Лет десять тому назад Жак уехал в Париж и поступил к Жоржу Луи. Сметливый и расторопный малый, Марон устроился превосходно, но это не заставило его порвать связи с Перигорами, и время от времени Жак наезжал на родину в Тарб, чтобы повидать старуху-мать и «поклониться барину да барышне». Последний раз он был как раз во время отъезда в Париж герцога д'Арка, и в этот его приезд Беатриса осчастливила Марона важным и ответственным поручением.
– Ну вот видишь, Жак, – сказала Беатриса после первых приветствий и проявлений дикого восторга со стороны Марона, – я сдержала свое слово и приехала к вам. Я привезла тебе от твоей матери тысячу поклонов и поцелуев, а также целый тючок всякой снеди. Можешь взять посылку у Тибо. А теперь, не теряя времени, изволь докладывать, что ты сделал для меня.

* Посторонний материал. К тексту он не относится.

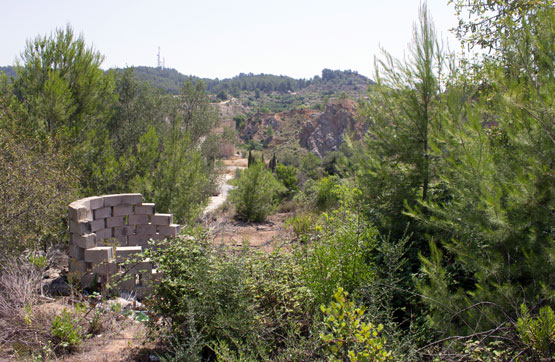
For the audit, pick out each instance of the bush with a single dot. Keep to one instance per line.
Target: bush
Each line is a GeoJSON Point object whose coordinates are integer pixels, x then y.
{"type": "Point", "coordinates": [66, 331]}
{"type": "Point", "coordinates": [255, 193]}
{"type": "Point", "coordinates": [348, 338]}
{"type": "Point", "coordinates": [341, 253]}
{"type": "Point", "coordinates": [287, 175]}
{"type": "Point", "coordinates": [220, 303]}
{"type": "Point", "coordinates": [35, 188]}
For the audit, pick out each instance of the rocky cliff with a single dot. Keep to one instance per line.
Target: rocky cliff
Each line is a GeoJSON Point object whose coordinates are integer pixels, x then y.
{"type": "Point", "coordinates": [326, 132]}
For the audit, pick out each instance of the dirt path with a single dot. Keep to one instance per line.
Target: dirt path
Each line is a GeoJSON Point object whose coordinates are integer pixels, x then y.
{"type": "Point", "coordinates": [229, 172]}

– Да что же, барышня? Многим похвастать не могу! – ответил Марон. – Его светлость герцог Ренэ ведет себя так примерно, что второго такого здесь и не найдешь. Только уж очень он горд и, чуть что, сейчас берется за оружие. Но это он только со знатными господами, а с простым людом всегда добр и снисходителен…
– Постой, милый Жак, – перебила его Беатриса, – качества герцога мне известны, как тебе ведомо, лучше тебя. Точно так же я отнюдь не поручала тебе следить за нравственностью его светлости, нет, мне, как я тебе уже говорила, важно вообще знать все, что касается его, и в особенности то, чего он, может быть, даже сам не знает.
– Я все это отлично понимаю, барышня, да ведь раз человек хорошо себя ведет, так про него и сказать много нечего. Вот я к чему это упомянул. Вот если бы я должен был докладывать вам про графа де Гиша, ну, так тут в три недели всего не перескажешь. А герцог – что? По службе аккуратен, что солнышко, в церкви бывает каждый раз, с дурными людьми не водится, разных дебошей над горожанами не чинит, над горожанками не озорничает, а когда есть свободное время, так у себя сидит да книжки читает. Ничего такого интересного нет!
– Ты забываешь, что, не зная, для чего я поручила тебе следить за герцогом, ты не можешь судить, что – интересно и что – нет. Мне нужно знать все. Прежде всего скажи: как его сердечные дела?
– Плохо, барышня! Скрутила его светлость нестоящая девчонка. Хоть и знатная барышня, а хуже какой простой!
– Ну вот видишь! А ты говоришь– «ничего важного»! Как ее зовут?
– Христина де ла Тур де Пен!
– Ух! В полгода не выговоришь! Она хороша собой?
– Как на чей вкус! На мой – вертлява и мозглява. Уж простите, барышня, на деревенском слове, а только, как у нас говорится, ни кожи, ни рожи в этой барышне нет – одни ужимки!
– Герцог ее очень любит?
– Трудно со стороны сказать, а только кажется мне, что его светлость больше самое любовь любит, чем эту барышню! Молод он очень, ну, и один! Сердце своего просит, а настоящей вблизи не оказалось, Тут кто первая подошла и улыбнулась, та и царица.
– А она его любит?
– Да что вы, барышня! Мне доподлинно известно, что девица де ла Тур смеется над его светлостью, называет его дураком и пентюхом. Да где такой и оценить-то!
– Значит, она просто от скуки с ним забавляется?